Install only if you are comfortable with powerful desktop-wide automation. Use it first in a VM or test account, keep failsafe and pauses enabled, avoid sensitive screens, verify the model endpoint, require confirmation before actions, and do not send screenshots or API tokens over untrusted HTTP connections.
Findings (4)
Artifact-based informational review of SKILL.md, metadata, install specs, static scan signals, and capability signals. ClawScan does not execute the skill or run runtime probes.
A mistaken or manipulated model response could click, type, submit forms, close windows, or change real account/business data in whatever application is visible.
The skill instructs the agent to execute model-produced GUI actions with xdotool on the live desktop.
截图 (scrot) → Qwen3.5-27b 分析 → 返回坐标/操作 → xdotool 执行 ... if data['action'] == 'click': ... subprocess.run(['xdotool', 'click', '1'])
Use only in a VM or isolated desktop, restrict automation to a chosen window/app, and require explicit user confirmation before clicks, typing, submissions, or window-closing actions.
Anything visible on the desktop, including private messages, documents, secrets, or account pages, could be sent to that model service.
The visual mode captures a full screenshot, base64-encodes it, and sends it to a model endpoint over HTTP with no stated data minimization, retention, or trust boundary.
subprocess.run(['scrot', '/tmp/screen.png']) ... requests.post("http://10.6.207.56:8000/v1/chat/completions", ... "image_url": {"url": f"data:image/png;base64,{img_b64}"})Do not use this mode on sensitive screens unless you fully trust the endpoint; prefer HTTPS, crop screenshots to the minimum region, and add explicit user approval before each upload.
A model API token may be mishandled or exposed on the network, and users may not realize a credential is needed for the recommended mode.
The example uses a bearer credential for the model endpoint, and it is shown being sent to an HTTP URL while the registry declares no required credential or environment variable.

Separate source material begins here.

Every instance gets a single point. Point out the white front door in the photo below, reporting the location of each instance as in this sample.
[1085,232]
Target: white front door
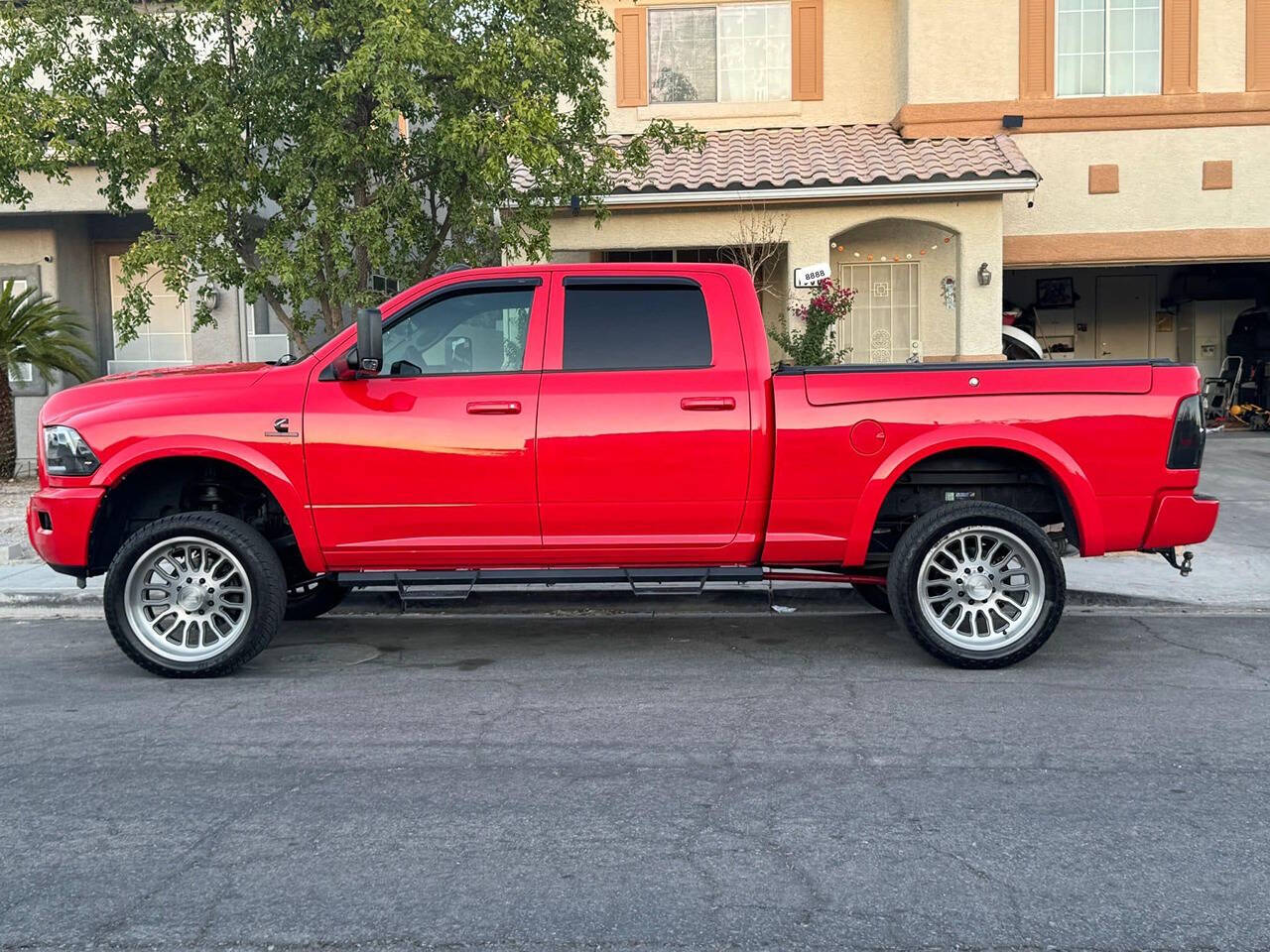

requests.post("http://10.6.207.56:8000/v1/chat/completions", headers={"Authorization": "Bearer VLLM_API_KEY"}, ...)Declare the required credential clearly, store it in a scoped environment variable or secret manager, use HTTPS or a trusted local endpoint, and avoid sending bearer tokens over plain HTTP.
Installing these dependencies changes the local system and trusts upstream package sources.
The setup relies on live package repositories and privileged system package installation; this is purpose-aligned for GUI automation but still affects the local environment.
pip3 install pyautogui pygetwindow pymsgbox opencv-python-headless pillow pytesseract ... sudo apt-get install -y xdotool scrot tesseract-ocr ...
Install from trusted repositories, consider pinning Python package versions, and review the packages before using the skill on an important workstation.